There continues to be a compelling need for improved platforms and drilling systems, particularly those which are less costly and safer, for production of hydrocarbons from beneath relatively deep water, particularly water depths of 500 feet to 8000 feet, and more particularly 1000 to 4000 feet. Unless this need is satisfied, only very rich reservoirs will support development at such relatively great depths. Therefore, it is appropriate to examine all aspects of deep water drilling and production systems in order to identify those features which are most sensitive to increasing water depths. In this regard, it is necessary to give careful consideration to both drilling and well systems, and tie-back riser design.
As water depth increases, the risers become naturally longer just as the tendons do, as discussed above. To achieve proper top end support so as to limit riser responses in severe metocean conditions, riser top tensions must be increased at a greater rate than the rate by which water depth is increased. Therefore, risers and riser tensions tend to place an ever increasing load on the floating (TLP) structures as they are placed in deeper waters.

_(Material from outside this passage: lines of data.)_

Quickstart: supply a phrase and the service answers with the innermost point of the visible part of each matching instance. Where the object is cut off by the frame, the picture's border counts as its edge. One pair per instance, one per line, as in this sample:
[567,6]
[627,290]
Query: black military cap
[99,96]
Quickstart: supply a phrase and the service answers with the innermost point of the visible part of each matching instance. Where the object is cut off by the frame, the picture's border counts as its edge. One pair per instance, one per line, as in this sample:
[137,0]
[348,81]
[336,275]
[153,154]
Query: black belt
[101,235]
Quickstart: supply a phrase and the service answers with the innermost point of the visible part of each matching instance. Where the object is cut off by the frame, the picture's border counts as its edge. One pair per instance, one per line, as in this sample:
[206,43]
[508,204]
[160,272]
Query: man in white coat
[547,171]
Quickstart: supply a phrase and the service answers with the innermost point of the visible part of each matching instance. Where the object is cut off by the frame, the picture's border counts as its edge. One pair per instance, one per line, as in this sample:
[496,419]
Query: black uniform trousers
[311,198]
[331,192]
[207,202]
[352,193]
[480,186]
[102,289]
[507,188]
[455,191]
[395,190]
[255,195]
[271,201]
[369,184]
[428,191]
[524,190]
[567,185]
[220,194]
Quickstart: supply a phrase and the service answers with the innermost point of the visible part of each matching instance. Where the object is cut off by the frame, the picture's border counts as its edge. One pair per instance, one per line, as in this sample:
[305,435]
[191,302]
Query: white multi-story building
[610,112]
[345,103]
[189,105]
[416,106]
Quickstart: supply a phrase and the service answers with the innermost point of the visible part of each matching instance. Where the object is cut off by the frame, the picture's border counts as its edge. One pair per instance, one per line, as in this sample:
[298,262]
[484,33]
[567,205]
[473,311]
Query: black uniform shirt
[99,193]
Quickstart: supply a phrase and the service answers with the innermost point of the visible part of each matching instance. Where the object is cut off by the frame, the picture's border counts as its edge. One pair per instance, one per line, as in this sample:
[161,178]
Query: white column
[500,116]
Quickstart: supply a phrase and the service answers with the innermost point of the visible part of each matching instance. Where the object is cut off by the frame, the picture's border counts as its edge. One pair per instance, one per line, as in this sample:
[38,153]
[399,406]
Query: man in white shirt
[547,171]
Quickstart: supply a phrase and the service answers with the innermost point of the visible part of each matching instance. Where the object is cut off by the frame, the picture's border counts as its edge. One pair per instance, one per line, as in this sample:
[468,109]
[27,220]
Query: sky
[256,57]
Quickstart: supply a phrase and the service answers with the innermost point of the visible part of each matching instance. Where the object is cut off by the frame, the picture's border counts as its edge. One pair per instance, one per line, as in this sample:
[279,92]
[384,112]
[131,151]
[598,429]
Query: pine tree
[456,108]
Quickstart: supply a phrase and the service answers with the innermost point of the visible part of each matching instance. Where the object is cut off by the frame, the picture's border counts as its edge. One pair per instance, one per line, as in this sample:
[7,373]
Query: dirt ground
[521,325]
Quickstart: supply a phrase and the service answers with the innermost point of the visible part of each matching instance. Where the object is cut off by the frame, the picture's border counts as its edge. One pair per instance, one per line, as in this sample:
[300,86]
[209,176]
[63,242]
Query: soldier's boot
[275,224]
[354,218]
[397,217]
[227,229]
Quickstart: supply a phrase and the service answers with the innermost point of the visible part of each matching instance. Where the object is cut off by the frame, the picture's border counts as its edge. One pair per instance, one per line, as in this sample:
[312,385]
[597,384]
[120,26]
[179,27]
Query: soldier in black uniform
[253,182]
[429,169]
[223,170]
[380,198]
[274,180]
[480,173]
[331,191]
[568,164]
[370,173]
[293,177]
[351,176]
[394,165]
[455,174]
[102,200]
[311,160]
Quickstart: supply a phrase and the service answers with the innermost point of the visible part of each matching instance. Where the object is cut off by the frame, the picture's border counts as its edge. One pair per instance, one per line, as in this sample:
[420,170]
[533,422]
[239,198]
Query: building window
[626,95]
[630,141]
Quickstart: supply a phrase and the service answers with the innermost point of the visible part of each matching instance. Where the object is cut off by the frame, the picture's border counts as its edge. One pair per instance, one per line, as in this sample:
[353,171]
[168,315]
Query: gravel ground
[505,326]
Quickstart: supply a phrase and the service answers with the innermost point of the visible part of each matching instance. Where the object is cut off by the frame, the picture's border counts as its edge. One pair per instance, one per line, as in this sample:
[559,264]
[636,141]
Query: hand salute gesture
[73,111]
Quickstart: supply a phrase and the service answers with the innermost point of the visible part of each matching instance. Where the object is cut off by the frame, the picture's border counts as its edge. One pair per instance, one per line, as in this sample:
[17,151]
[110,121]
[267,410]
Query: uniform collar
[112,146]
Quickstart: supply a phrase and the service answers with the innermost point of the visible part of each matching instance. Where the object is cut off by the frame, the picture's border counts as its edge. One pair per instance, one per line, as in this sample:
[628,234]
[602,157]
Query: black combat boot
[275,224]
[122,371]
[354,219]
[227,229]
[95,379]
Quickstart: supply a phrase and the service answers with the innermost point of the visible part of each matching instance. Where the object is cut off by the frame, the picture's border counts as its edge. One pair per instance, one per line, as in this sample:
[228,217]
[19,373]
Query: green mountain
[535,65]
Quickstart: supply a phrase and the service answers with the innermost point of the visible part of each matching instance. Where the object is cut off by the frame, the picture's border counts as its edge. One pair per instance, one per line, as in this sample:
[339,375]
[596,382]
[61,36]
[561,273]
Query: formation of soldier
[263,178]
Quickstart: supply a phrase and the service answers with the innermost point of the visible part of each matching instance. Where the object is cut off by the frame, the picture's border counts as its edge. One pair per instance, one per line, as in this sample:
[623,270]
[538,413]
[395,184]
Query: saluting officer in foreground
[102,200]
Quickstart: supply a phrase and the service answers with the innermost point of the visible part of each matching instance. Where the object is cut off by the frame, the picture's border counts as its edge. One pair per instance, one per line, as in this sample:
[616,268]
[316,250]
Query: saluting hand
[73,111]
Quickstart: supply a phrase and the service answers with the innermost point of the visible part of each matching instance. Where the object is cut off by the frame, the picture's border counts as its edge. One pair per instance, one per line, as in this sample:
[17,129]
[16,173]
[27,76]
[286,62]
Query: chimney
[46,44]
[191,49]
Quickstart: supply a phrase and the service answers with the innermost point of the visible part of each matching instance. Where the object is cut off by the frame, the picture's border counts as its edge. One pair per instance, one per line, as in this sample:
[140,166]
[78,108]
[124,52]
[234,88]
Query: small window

Further as offshore development moves to deeper waters, the drilling environment can change in a manner such that any wells being drilled through the various subterranean formations will encounter "over-pressured" zones where fluids are charged with a formation pressure which exceeds the pressure head that can be supplied by a correspondingly deep (or high) column of water. These well "over-pressures" are normally contained/controlled by a multiplicity of pressure containment means. It is considered standard practice that at least two of these pressure containment means be independent of each other. In deep water, situations can occur where the pressure containment provided by a special well control fluid (a mixture denser than water that is usually called "mud") and the pressure containment provided by a tie-back casing/riser+surface "tree" are not independent. In these situations (which are commonplace for deep water wells in the Gulf of Mexico for example), a leak in the casing/riser near the seabed could result in loss of so much well control fluid from riser that the formation pressure down-hole would not be contained. The result would be a "blow-out". In order to ensure that a leak in the primary casing does not result in complete loss of well control, it has been practiced that a second casing string has been employed surrounding the primary pressure containing casing (e.g., a concentric casing riser design to be employed on the Shell "Auger" platform). Such a measure is a reasonable practice, but it does result in a much heavier riser string to be supported by top tension at the floating platform. The increased riser tensions lead to much larger platform dimensions and cost.